Germany's Merkel rules out reopening EU fiscal pact
German Chancellor Angela Merkel on Thursday repeated her opposition to revisit an EU fiscal pact despite growing calls that leaders privilege growth in the eurozone instead of just austerity.
The treaty, signed by 25 of the 27 European Union member nations, "is not renegotiable", Merkel told the WAZ regional news group.
As to "the challenge of growth, it has long been the second pillar of our policy alongside sound public finances", Merkel said.
Merkel was referring to calls by the French presidential candidate Francois Hollande for Europe to seek growth instead of just austerity in order to end the debt crisis that has plagued the eurozone for the past two years.
The Socialist frontrunner's call for the EU fiscal pact to be renegotiated to include ways to boost growth had been derided by his opponent President Nicolas Sarkozy as naive and dangerous, and a breach of France's word to its partners.

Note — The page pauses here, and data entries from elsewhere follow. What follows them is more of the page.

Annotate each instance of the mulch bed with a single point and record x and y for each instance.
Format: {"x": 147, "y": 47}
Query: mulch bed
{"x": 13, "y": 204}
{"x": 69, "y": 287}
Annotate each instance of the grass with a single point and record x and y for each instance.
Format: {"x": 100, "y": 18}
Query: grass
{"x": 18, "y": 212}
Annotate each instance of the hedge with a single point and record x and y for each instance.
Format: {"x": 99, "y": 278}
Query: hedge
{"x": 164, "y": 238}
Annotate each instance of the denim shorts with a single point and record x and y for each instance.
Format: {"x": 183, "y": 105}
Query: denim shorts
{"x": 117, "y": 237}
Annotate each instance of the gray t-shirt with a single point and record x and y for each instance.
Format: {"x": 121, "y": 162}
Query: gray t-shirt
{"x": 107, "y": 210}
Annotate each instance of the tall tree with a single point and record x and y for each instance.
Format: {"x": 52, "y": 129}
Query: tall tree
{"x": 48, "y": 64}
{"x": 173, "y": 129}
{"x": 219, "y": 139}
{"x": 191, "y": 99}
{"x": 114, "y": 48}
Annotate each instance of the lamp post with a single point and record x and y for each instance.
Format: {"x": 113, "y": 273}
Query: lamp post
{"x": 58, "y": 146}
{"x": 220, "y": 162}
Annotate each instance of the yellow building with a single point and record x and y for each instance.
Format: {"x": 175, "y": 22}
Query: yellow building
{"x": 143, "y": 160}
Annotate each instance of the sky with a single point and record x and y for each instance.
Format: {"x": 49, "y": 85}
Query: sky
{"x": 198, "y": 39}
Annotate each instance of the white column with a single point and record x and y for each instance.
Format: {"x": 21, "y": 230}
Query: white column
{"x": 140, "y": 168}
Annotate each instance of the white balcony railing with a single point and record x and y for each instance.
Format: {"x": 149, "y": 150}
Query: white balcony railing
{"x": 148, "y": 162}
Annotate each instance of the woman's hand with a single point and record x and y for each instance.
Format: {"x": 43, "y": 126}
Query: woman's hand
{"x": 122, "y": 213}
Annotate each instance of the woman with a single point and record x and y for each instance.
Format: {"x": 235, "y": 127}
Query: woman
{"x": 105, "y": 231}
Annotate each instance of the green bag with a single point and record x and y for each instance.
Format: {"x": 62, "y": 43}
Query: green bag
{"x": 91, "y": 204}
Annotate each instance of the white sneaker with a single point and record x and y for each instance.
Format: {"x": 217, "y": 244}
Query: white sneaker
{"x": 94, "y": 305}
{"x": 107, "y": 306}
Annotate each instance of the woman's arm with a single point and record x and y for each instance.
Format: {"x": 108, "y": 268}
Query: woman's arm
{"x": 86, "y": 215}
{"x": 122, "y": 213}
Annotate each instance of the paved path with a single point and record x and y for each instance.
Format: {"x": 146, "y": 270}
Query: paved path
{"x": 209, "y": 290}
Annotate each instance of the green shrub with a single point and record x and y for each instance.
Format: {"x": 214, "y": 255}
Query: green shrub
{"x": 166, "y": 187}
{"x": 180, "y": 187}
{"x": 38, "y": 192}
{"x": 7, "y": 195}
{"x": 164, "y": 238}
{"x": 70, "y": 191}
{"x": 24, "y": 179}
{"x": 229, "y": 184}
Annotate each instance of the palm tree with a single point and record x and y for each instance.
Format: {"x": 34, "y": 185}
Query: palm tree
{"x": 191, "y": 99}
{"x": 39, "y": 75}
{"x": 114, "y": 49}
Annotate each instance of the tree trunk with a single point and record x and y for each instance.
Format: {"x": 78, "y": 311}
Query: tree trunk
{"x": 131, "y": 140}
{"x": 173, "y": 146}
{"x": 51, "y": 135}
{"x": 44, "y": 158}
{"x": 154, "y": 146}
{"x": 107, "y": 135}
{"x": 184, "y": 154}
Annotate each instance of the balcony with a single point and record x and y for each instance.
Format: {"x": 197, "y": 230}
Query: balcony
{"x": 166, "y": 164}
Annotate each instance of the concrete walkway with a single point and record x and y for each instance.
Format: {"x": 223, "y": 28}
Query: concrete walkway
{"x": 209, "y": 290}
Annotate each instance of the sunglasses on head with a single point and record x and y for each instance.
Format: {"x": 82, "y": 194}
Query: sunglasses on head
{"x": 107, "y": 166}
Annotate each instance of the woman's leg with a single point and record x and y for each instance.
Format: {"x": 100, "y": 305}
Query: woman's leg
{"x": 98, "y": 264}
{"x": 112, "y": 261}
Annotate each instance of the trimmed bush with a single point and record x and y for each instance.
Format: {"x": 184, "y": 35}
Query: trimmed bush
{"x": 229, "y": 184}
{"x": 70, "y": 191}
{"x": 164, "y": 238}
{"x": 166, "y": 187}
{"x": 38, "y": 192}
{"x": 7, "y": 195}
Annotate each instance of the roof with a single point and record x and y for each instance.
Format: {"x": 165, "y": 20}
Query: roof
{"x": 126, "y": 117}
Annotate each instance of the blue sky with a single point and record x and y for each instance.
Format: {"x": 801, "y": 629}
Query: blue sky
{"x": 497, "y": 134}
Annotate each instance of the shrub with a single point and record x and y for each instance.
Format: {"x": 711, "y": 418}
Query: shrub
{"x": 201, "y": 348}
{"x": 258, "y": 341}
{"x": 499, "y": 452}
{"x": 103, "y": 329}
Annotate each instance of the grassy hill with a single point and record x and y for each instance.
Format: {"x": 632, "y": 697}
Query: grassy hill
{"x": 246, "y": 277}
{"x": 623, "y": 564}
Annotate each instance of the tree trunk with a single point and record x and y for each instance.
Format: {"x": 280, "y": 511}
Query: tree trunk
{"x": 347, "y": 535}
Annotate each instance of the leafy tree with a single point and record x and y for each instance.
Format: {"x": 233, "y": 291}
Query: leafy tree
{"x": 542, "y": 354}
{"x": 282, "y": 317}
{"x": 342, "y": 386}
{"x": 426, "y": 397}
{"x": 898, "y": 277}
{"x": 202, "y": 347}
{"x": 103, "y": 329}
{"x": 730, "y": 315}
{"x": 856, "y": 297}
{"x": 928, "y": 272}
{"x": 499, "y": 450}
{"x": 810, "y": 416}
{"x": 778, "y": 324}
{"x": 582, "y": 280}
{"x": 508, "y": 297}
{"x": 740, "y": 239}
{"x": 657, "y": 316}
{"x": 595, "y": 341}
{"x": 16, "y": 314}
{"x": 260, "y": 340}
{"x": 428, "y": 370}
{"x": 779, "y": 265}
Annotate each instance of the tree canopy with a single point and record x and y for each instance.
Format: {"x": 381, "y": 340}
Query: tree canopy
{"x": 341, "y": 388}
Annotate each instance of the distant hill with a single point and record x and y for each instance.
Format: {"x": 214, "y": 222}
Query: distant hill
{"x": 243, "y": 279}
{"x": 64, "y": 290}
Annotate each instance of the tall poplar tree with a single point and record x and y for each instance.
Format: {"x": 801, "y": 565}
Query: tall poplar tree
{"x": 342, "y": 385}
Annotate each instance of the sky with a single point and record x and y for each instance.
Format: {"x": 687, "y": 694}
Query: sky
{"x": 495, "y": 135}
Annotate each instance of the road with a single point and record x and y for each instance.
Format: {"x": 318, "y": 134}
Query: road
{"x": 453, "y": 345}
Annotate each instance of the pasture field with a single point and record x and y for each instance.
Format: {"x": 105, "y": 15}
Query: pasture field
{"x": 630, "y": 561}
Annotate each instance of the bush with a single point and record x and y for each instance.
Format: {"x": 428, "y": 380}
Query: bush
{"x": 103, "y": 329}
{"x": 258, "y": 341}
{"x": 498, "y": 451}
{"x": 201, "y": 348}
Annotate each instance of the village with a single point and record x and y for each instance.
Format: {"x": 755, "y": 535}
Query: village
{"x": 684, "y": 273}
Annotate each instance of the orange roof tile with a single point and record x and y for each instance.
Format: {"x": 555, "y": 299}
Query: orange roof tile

But on Wednesday, European Central Bank governor Mario Draghi called for growth initiatives and Merkel had conceded that new measures were needed, although neither shifted in their support for the pact.
Merkel, of Germany's centre-right Christian Democrats, said she supported Sarkozy in the election because of their ideological closeness and because of the work carried out together "for the good of Europe" throughout the crisis.
But Merkel also told WAZ that solid ties between France and Germany would continue no matter what because the remaining contenders in the French run-off election on May 6 were both "pro-European".